Também nos EUA, anos depois da morte de Luther King, no ano de 2013 explode o movimento #Blacklivesmatter, após a absolvição de um segurança responsável por assassinar a tiros um jovem negro na cidade de Sanford, Florida. O movimento ganhou ainda mais força em 2014, após a morte de outros dois jovens: Michael Brown em Ferguson Missouri e Eric Garner na cidade de Nova York. O movimento se estendeu por quase todo o território dos EUA, mobilizou protestos com milhares de participantes, e se converteu numa organização que se propôs a lutar contra a violência policial e contra as condições sociais que oprimem a população negra nos estados unidos. Em 2014 o movimento Black Lives Matter lançou seu manifesto que defende, entre outras coisas, que a luta do movimento negro não deve estar focada somente nos negros, amar os negros ou comprar produtos negros, e convida a todos que foram marginalizados a unirem-se para a reconstrução do movimento de libertação dos negros.
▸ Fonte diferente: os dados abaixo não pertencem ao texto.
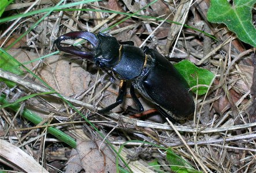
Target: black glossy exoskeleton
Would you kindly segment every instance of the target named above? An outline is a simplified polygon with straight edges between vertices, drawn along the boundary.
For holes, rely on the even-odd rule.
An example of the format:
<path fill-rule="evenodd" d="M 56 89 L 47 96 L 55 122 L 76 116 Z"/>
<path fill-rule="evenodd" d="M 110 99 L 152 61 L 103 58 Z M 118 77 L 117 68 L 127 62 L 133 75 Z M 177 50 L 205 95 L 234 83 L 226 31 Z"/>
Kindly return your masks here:
<path fill-rule="evenodd" d="M 81 38 L 88 40 L 92 51 L 86 52 L 71 46 L 62 47 L 66 39 Z M 155 104 L 164 116 L 183 119 L 193 114 L 195 104 L 187 82 L 172 64 L 157 51 L 133 46 L 132 42 L 118 42 L 114 37 L 99 33 L 72 32 L 63 35 L 55 42 L 60 50 L 94 62 L 99 67 L 112 70 L 120 80 L 116 102 L 99 111 L 109 111 L 123 102 L 127 81 L 131 82 L 131 95 L 139 112 L 143 107 L 136 97 L 134 88 Z"/>

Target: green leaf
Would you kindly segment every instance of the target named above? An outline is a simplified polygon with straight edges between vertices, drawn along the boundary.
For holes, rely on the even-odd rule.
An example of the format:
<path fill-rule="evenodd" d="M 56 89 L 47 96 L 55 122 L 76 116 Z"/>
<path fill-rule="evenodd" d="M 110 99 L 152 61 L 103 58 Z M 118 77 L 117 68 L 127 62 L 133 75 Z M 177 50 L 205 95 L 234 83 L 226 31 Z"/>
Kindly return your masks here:
<path fill-rule="evenodd" d="M 233 3 L 231 6 L 227 0 L 211 0 L 208 20 L 225 24 L 240 40 L 256 47 L 256 29 L 251 22 L 256 0 L 233 0 Z"/>
<path fill-rule="evenodd" d="M 12 104 L 17 104 L 20 101 L 28 100 L 28 99 L 32 98 L 33 97 L 35 97 L 35 96 L 38 96 L 38 95 L 49 95 L 49 94 L 54 93 L 55 93 L 55 92 L 53 92 L 53 91 L 50 91 L 50 92 L 41 92 L 41 93 L 35 93 L 35 94 L 32 94 L 30 95 L 25 96 L 24 97 L 22 97 L 17 99 L 16 101 L 15 101 L 13 103 L 8 103 L 8 104 L 6 104 L 2 105 L 2 106 L 0 106 L 0 109 L 10 106 Z"/>
<path fill-rule="evenodd" d="M 188 162 L 175 154 L 170 148 L 168 148 L 167 151 L 166 160 L 170 164 L 170 168 L 175 172 L 201 172 L 201 171 L 195 170 Z"/>
<path fill-rule="evenodd" d="M 1 0 L 0 0 L 1 1 Z M 0 95 L 0 104 L 7 104 L 9 102 L 5 99 L 6 96 L 3 94 Z M 18 103 L 13 103 L 9 106 L 9 108 L 12 110 L 14 111 L 17 112 L 20 109 L 20 104 Z M 39 116 L 32 113 L 27 108 L 24 108 L 22 111 L 22 116 L 28 119 L 28 121 L 32 122 L 35 125 L 37 125 L 41 123 L 43 119 Z M 47 126 L 47 123 L 44 123 L 42 125 Z M 53 127 L 49 127 L 47 129 L 47 131 L 56 137 L 57 138 L 60 140 L 71 146 L 71 147 L 75 148 L 76 147 L 76 142 L 74 139 L 66 135 L 59 129 Z"/>
<path fill-rule="evenodd" d="M 151 166 L 154 170 L 154 171 L 159 172 L 159 173 L 163 173 L 164 171 L 161 170 L 160 166 L 159 165 L 158 162 L 157 161 L 157 159 L 155 159 L 153 161 L 149 162 L 149 165 Z"/>
<path fill-rule="evenodd" d="M 190 88 L 197 85 L 209 86 L 214 76 L 212 72 L 199 68 L 187 60 L 181 61 L 174 66 L 187 81 Z M 198 78 L 198 84 L 197 83 Z M 206 92 L 207 88 L 208 87 L 204 86 L 198 86 L 198 88 L 192 89 L 192 91 L 196 93 L 196 89 L 198 89 L 198 95 L 202 95 Z"/>
<path fill-rule="evenodd" d="M 23 75 L 23 72 L 19 66 L 19 65 L 13 60 L 13 58 L 10 55 L 0 52 L 0 68 L 17 75 Z M 16 85 L 13 82 L 0 77 L 1 81 L 4 82 L 9 87 L 13 87 Z"/>

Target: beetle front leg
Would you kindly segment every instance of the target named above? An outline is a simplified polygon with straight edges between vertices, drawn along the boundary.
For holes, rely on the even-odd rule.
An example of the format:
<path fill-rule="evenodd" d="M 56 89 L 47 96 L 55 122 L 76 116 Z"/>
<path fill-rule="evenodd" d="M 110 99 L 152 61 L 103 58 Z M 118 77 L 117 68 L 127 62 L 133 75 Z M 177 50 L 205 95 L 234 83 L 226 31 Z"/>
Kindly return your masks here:
<path fill-rule="evenodd" d="M 132 100 L 133 100 L 133 101 L 135 102 L 136 106 L 138 108 L 138 110 L 136 110 L 136 111 L 138 111 L 138 112 L 142 112 L 144 111 L 143 106 L 142 106 L 139 99 L 137 98 L 137 96 L 135 95 L 135 92 L 134 91 L 134 86 L 132 84 L 132 85 L 131 85 L 130 93 L 131 96 L 132 96 Z"/>
<path fill-rule="evenodd" d="M 125 95 L 126 85 L 127 82 L 124 80 L 121 80 L 119 85 L 118 95 L 117 96 L 117 98 L 116 99 L 116 102 L 104 108 L 98 110 L 98 112 L 99 113 L 107 112 L 122 103 L 123 101 L 124 100 L 124 96 Z"/>

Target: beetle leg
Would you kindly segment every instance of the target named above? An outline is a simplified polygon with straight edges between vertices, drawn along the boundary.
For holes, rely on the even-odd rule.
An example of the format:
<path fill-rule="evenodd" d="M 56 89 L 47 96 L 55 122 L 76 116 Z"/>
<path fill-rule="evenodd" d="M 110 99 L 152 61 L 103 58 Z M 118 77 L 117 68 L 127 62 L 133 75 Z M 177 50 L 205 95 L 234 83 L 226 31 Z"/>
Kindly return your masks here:
<path fill-rule="evenodd" d="M 166 112 L 163 108 L 162 108 L 160 106 L 156 105 L 157 110 L 161 113 L 162 115 L 163 115 L 165 118 L 168 118 L 169 120 L 170 120 L 172 123 L 176 123 L 177 121 L 172 118 L 172 116 L 169 115 L 168 113 Z"/>
<path fill-rule="evenodd" d="M 98 38 L 94 33 L 90 32 L 76 31 L 62 35 L 54 41 L 54 44 L 56 44 L 57 47 L 60 51 L 92 61 L 94 58 L 92 53 L 83 52 L 73 46 L 63 47 L 60 44 L 61 41 L 65 40 L 76 39 L 85 39 L 88 41 L 93 46 L 95 46 L 98 43 Z"/>
<path fill-rule="evenodd" d="M 185 59 L 184 58 L 175 58 L 175 57 L 169 58 L 169 57 L 165 57 L 169 61 L 170 61 L 172 62 L 180 62 L 180 61 Z M 203 63 L 201 63 L 199 65 L 195 64 L 195 65 L 198 67 L 202 67 L 207 65 L 209 63 L 209 62 L 208 61 L 207 62 Z"/>
<path fill-rule="evenodd" d="M 113 110 L 113 108 L 114 108 L 115 107 L 116 107 L 121 103 L 122 103 L 123 101 L 124 100 L 124 96 L 125 94 L 126 84 L 127 82 L 125 81 L 124 80 L 120 81 L 120 84 L 119 85 L 118 95 L 117 96 L 117 98 L 116 99 L 116 102 L 103 109 L 98 111 L 99 113 L 104 113 L 109 112 L 112 110 Z"/>
<path fill-rule="evenodd" d="M 132 96 L 132 100 L 133 100 L 134 102 L 135 102 L 136 106 L 138 108 L 138 110 L 136 110 L 138 112 L 142 112 L 144 111 L 143 106 L 142 106 L 139 99 L 137 98 L 137 96 L 135 95 L 135 92 L 134 91 L 134 86 L 132 84 L 131 85 L 130 93 L 131 96 Z"/>
<path fill-rule="evenodd" d="M 128 44 L 131 46 L 134 46 L 134 42 L 132 41 L 119 42 L 118 43 L 121 44 Z"/>

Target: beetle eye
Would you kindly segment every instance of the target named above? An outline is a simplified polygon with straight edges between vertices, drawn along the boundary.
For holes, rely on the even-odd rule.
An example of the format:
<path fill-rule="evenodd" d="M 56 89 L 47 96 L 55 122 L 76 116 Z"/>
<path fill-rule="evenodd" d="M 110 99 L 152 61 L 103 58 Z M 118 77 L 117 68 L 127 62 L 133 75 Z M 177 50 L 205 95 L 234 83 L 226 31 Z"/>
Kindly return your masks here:
<path fill-rule="evenodd" d="M 98 62 L 97 65 L 99 66 L 100 68 L 103 68 L 106 66 L 105 64 L 103 62 Z"/>

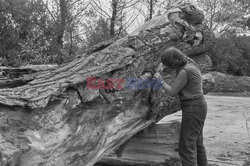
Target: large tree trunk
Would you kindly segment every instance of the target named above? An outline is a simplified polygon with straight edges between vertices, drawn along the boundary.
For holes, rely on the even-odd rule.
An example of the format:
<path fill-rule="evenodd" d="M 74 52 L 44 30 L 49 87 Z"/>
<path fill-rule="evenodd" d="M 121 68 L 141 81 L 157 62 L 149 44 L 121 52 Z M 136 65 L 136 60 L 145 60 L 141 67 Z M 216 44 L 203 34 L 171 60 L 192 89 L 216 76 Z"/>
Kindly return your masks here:
<path fill-rule="evenodd" d="M 124 79 L 125 87 L 126 78 L 142 74 L 151 78 L 153 70 L 143 71 L 156 68 L 163 46 L 188 56 L 208 51 L 214 36 L 202 19 L 189 4 L 176 4 L 130 35 L 72 62 L 38 71 L 2 69 L 2 165 L 92 166 L 138 131 L 179 110 L 178 100 L 162 90 L 119 88 L 117 83 Z M 171 83 L 175 73 L 165 72 Z M 89 77 L 120 80 L 114 89 L 87 89 Z"/>

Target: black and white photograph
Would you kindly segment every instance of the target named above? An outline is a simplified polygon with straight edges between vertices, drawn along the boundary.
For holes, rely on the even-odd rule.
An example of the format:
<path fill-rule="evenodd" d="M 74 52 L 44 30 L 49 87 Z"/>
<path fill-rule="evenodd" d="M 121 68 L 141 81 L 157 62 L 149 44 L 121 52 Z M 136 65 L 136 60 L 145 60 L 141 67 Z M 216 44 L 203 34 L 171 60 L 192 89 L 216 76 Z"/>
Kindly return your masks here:
<path fill-rule="evenodd" d="M 0 166 L 250 166 L 250 0 L 0 0 Z"/>

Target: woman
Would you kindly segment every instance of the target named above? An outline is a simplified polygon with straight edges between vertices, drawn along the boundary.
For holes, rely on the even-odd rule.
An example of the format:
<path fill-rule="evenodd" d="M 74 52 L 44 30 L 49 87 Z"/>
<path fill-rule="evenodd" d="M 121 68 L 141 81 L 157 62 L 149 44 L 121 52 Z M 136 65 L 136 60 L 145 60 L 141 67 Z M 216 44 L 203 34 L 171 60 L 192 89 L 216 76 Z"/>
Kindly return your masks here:
<path fill-rule="evenodd" d="M 157 68 L 155 78 L 161 78 L 163 66 L 177 70 L 173 84 L 170 86 L 163 81 L 162 85 L 170 96 L 179 95 L 181 102 L 179 155 L 182 166 L 207 166 L 202 133 L 207 104 L 202 91 L 201 72 L 194 62 L 188 63 L 186 55 L 177 48 L 164 49 L 160 56 L 162 63 Z"/>

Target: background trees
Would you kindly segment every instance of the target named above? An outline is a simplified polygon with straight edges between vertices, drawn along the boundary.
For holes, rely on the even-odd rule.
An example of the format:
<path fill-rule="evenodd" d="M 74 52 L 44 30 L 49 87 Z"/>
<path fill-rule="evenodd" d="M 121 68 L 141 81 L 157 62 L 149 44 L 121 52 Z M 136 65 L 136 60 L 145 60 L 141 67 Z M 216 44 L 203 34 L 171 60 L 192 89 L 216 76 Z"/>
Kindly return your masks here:
<path fill-rule="evenodd" d="M 217 36 L 214 68 L 250 75 L 249 0 L 186 0 Z M 130 33 L 175 0 L 0 0 L 0 63 L 61 64 L 79 50 Z"/>

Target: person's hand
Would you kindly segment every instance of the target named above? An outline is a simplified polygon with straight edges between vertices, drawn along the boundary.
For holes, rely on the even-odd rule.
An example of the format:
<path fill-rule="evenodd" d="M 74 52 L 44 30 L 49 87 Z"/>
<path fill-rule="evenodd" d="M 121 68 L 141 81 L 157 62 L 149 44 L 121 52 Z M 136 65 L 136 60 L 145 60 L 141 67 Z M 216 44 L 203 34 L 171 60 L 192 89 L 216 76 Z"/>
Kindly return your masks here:
<path fill-rule="evenodd" d="M 160 63 L 159 66 L 156 68 L 156 72 L 162 72 L 163 71 L 163 64 Z"/>
<path fill-rule="evenodd" d="M 159 72 L 156 72 L 154 78 L 161 78 L 161 74 Z"/>

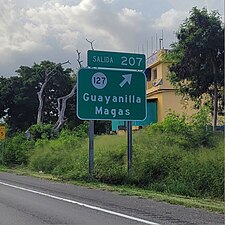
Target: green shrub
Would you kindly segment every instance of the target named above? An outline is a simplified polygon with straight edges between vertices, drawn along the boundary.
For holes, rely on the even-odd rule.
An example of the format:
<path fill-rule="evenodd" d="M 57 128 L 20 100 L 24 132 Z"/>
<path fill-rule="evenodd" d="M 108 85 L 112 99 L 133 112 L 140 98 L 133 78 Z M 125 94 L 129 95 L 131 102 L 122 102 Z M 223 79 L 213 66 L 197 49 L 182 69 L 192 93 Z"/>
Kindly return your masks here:
<path fill-rule="evenodd" d="M 34 148 L 34 141 L 27 140 L 25 134 L 16 133 L 5 142 L 4 161 L 7 165 L 26 165 Z"/>
<path fill-rule="evenodd" d="M 38 139 L 52 139 L 57 137 L 57 133 L 53 130 L 52 124 L 34 124 L 29 129 L 31 138 Z"/>

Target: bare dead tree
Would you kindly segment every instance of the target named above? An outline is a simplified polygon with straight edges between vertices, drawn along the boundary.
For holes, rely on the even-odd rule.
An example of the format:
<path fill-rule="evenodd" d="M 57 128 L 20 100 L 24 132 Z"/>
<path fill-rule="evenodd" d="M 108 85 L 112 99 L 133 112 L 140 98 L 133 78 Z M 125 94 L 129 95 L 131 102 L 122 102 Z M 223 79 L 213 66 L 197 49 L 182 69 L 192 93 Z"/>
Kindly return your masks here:
<path fill-rule="evenodd" d="M 79 64 L 79 67 L 81 68 L 82 62 L 83 62 L 80 59 L 81 52 L 79 52 L 78 50 L 76 50 L 76 52 L 77 52 L 77 62 Z M 57 132 L 62 128 L 63 124 L 66 122 L 66 119 L 65 119 L 66 102 L 69 98 L 72 98 L 75 95 L 76 90 L 77 90 L 77 83 L 74 84 L 72 90 L 70 91 L 70 93 L 68 95 L 65 95 L 65 96 L 57 99 L 58 120 L 55 123 L 54 128 L 53 128 Z"/>
<path fill-rule="evenodd" d="M 88 43 L 90 43 L 90 45 L 91 45 L 91 50 L 94 50 L 93 43 L 94 43 L 95 40 L 89 41 L 89 40 L 86 38 L 86 41 L 87 41 Z"/>
<path fill-rule="evenodd" d="M 56 69 L 58 66 L 64 65 L 70 63 L 69 60 L 63 63 L 58 63 L 52 70 L 48 71 L 47 69 L 45 70 L 45 80 L 44 83 L 41 85 L 40 91 L 37 92 L 38 95 L 38 101 L 39 101 L 39 106 L 38 106 L 38 113 L 37 113 L 37 124 L 42 123 L 42 115 L 43 115 L 43 106 L 44 106 L 44 100 L 43 100 L 43 92 L 44 89 L 49 82 L 49 80 L 56 74 Z"/>

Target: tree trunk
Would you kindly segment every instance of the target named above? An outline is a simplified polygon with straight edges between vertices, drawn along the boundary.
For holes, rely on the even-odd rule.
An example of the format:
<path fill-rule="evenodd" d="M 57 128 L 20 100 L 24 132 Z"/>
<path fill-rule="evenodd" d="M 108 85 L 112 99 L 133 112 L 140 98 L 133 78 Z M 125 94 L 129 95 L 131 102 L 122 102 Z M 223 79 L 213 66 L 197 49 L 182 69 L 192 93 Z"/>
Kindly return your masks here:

Nos EUA a taxa de homicídios dos negros é oito vezes maior que a de brancos, no ano de 2016 mais de 100 negros foram mortos por policiais, mortes essas que nunca foram investigadas. No Brasil a taxa de homicídio entre negros subiu 18,2% em 2017, de cada 100 pessoas assassinadas no país, 70 são negras. Atualmente, 50 anos depois da morte de Luther King, no país com a maior população negra do mundo fora do continente africano, os negros constituem a minoria nas universidades e trabalham nas mesmas funções recebendo menos que trabalhadores brancos. Por trás das cotas, feitas supostamente para contribuir que a juventude negra tenha acesso a universidade e por trás do “empoderamento” e do protagonismo que são tão propagandeados pela mídia burguesa a juventude negra e trabalhadora continua sendo massacrada nas favelas e periferias, e assim o capitalismo continua construindo sua teia através do racismo e da opressão, promovendo a desunião da classe trabalhadora e da juventude por suas características físicas.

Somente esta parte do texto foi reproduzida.